In number theory, a symbol is any of many different generalizations of the Legendre symbol. This article describes the relations between these various generalizations.

The symbols below are arranged roughly in order of the date they were introduced, which is usually (but not always) in order of increasing generality.

- Legendre symbol $\left(\frac{a}{p}\right)$ defined for p a prime, a an integer, and takes values 0, 1, or −1.
- Jacobi symbol $\left(\frac{a}{b}\right)$ defined for b a positive odd integer, a an integer, and takes values 0, 1, or −1. An extension of the Legendre symbol to more general values of b.
- Kronecker symbol $\left(\frac{a}{b}\right)$ defined for b any integer, a an integer, and takes values 0, 1, or −1. An extension of the Jacobi and Legendre symbols to more general values of b.
- Power residue symbol $\left(\frac{a}{b}\right)=\left(\frac{a}{b}\right)_m$ is defined for a in some global field containing the mth roots of 1 ( for some m), b a fractional ideal of K built from prime ideals coprime to m. The symbol takes values in the m roots of 1. When m = 2 and the global field is the rationals this is more or less the same as the Jacobi symbol.

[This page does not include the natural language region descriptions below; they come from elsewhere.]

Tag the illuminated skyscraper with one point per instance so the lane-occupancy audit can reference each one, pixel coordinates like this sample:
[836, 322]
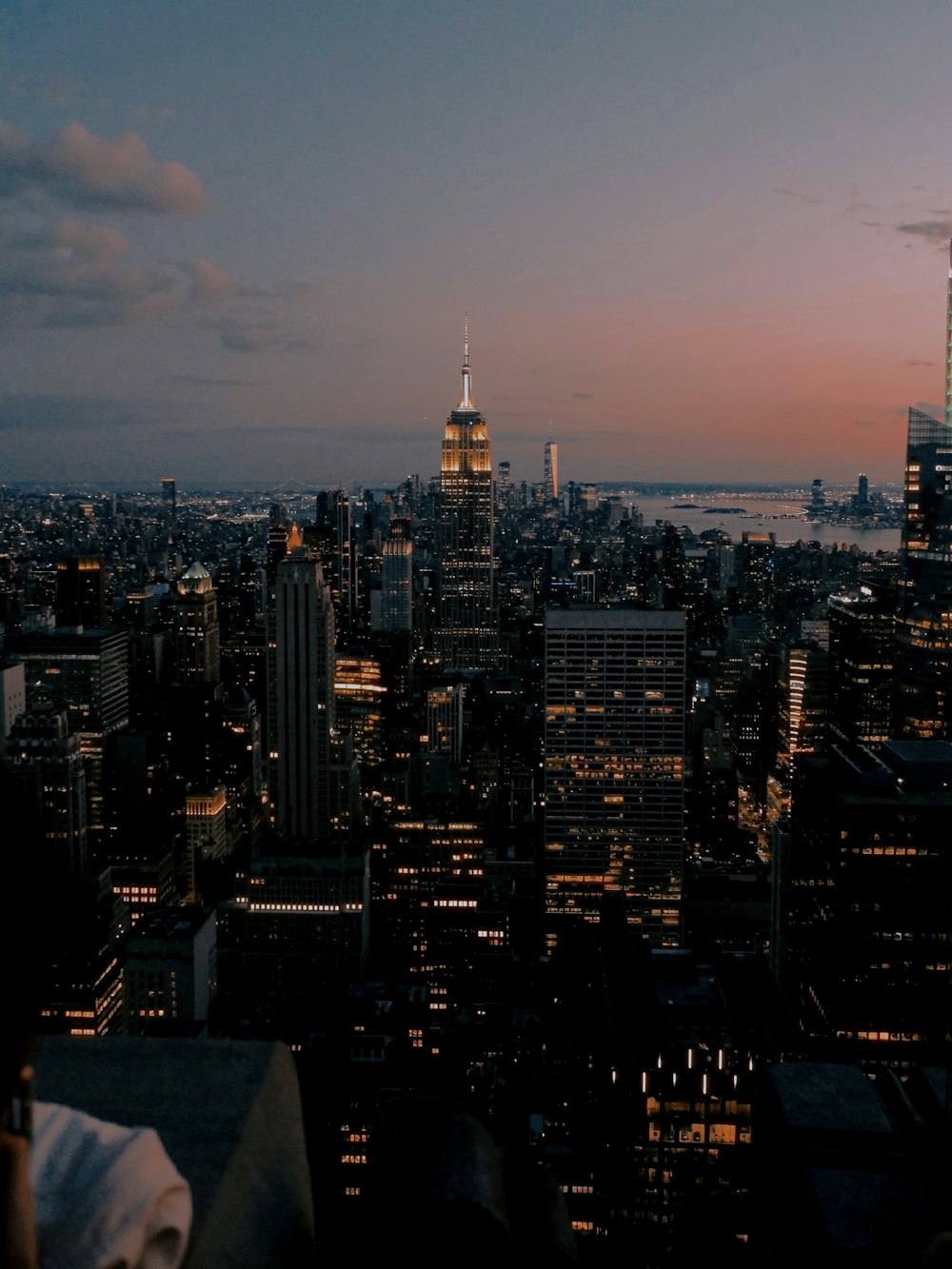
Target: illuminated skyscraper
[615, 766]
[80, 591]
[467, 637]
[924, 613]
[305, 696]
[197, 627]
[551, 471]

- Hilbert symbol The local Hilbert symbol (a,b) is defined for a and b in some local field containing the m roots of 1 (for some m) and takes values in the m roots of 1. The power residue symbol can be written in terms of the Hilbert symbol. The global Hilbert symbol $(a,b)_p=\left(\frac{a,b}{p}\right)=\left(\frac{a,b}{p}\right)_m$ is defined for a and b in some global field K, for p a finite or infinite place of K, and is equal to the local Hilbert symbol in the completion of K at the place p.

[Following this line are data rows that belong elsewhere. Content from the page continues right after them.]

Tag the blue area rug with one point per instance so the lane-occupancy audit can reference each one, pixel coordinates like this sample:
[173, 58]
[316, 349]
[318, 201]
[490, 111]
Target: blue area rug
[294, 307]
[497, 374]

- Artin symbol The local Artin symbol or norm residue symbol $\theta_{L/K}(\alpha) = (\alpha,L/K) = \left(\frac{L/K}{\alpha}\right)$ is defined for L a finite extension of the local field K, α an element of K, and takes values in the abelianization of the Galois group Gal(L/K). The global Artin symbol $\psi_{L/K}(\alpha) = (\alpha,L/K) = \left(\frac{L/K}{\alpha}\right)=((L/K)/\alpha)$ is defined for α in a ray class group or idele (class) group of a global field K, and takes values in the abelianization of Gal(L/K) for L an abelian extension of K. When α is in the idele group the symbol is sometimes called a Chevalley symbol or Artin–Chevalley symbol. The local Hilbert symbol of K can be written in terms of the Artin symbol for Kummer extensions L/K, where the roots of unity can be identified with elements of the Galois group.

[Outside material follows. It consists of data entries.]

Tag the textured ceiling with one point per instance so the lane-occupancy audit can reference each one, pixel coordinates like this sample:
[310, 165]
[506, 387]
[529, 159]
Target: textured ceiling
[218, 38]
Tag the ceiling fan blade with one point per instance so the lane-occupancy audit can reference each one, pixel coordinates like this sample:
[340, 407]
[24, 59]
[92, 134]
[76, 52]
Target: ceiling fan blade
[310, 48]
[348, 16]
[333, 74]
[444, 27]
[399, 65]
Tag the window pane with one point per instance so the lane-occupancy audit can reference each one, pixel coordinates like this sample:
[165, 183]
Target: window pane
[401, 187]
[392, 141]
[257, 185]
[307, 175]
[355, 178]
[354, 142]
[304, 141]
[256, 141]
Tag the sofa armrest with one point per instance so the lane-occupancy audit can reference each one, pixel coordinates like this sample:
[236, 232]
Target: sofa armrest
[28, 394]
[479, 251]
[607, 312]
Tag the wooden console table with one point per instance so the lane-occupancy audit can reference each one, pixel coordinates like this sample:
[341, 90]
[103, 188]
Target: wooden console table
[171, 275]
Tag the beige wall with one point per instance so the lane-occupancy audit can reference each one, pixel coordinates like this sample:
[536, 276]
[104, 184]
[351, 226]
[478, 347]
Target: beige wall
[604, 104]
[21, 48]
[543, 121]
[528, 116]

- The Frobenius symbol $[(L/K)/P]=\left[\frac{L/K}{P}\right]$ is the same as the Frobenius element of the prime P of the Galois extension L of K.
- "Chevalley symbol" has several slightly different meanings. It is sometimes used for the Artin symbol for ideles. A variation of this is the Chevalley symbol $\left(\frac{a,\chi}{p}\right)$ for p a prime ideal of K, a an element of K, and χ a homomorphism of the Galois group of K to R/Z. The value of the symbol is then the value of the character χ on the usual Artin symbol.
- Norm residue symbol This name is for several different closely related symbols, such as the Artin symbol or the Hilbert symbol or Hasse's norm residue symbol. The Hasse norm residue symbol $((\alpha,L/K)/p)=\left(\frac{\alpha,L/K}{p}\right)$ is defined if p is a place of K and α an element of K. It is essentially the same as the local Artin symbol for the localization of K at p. The Hilbert symbol is a special case of it in the case of Kummer extensions.
- Steinberg symbol (a,b). This is a generalization of the local Hilbert symbol to arbitrary fields F. The numbers a and b are elements of F, and the symbol (a,b) takes values in the second K-group of F.
- Galois symbol A sort of generalization of the Steinberg symbol to higher algebraic K-theory. It takes a Milnor K-group to an étale cohomology group.